Coming from a Jewish family, Lansburgh soon came to Berlin after his birth in London, where his parents died early.

The young Alfred attended the renowned French grammar school, but left it prematurely without a high school diploma.

He therefore did not acquire his economic knowledge at a university.

Shaped by liberal economists of the British and French Classics

"It can be assumed that he did this in connection with the bank officials' association in Berlin, founded in 1890, which has built up a well-stocked library and held many lectures, particularly on economic policy," writes Jan Greitens in a recent book. After a few years of professional experience in the banking industry, a trade union activity in the "Association of Bank Officials" and a lectureship at a technical school, Lansburgh left the money industry in 1903 to work as a journalist.

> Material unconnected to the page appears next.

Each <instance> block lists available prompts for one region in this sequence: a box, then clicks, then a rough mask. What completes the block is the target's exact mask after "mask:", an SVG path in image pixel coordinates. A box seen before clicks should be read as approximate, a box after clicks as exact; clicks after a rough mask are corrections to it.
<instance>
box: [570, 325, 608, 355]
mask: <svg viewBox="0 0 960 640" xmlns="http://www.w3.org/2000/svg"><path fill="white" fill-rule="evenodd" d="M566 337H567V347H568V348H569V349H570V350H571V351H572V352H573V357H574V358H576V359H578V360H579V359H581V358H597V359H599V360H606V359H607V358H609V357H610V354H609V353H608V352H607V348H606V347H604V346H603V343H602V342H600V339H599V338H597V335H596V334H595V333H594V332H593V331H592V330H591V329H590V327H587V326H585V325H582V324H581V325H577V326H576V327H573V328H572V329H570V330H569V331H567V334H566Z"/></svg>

Lansburgh's thinking was shaped by liberal economists of the British and French Classics such as Adam Smith or Jean-Baptiste Say.

For him, the “cooperation and counteraction of millions of economically connected people created a great harmony”.

If this harmony is disturbed, "four correctives" are available with interest, price, wages and international movements of gold (which was the currency metal at that time), which adjust elastically in such a way that the economy finds a new equilibrium.

Active monetary or financial policy is not useful in a market-economy world, it is downright harmful.

Lansburgh set his own theory of money on this view, which was then unpopular in Germany, in which he combined elements of two competing doctrines.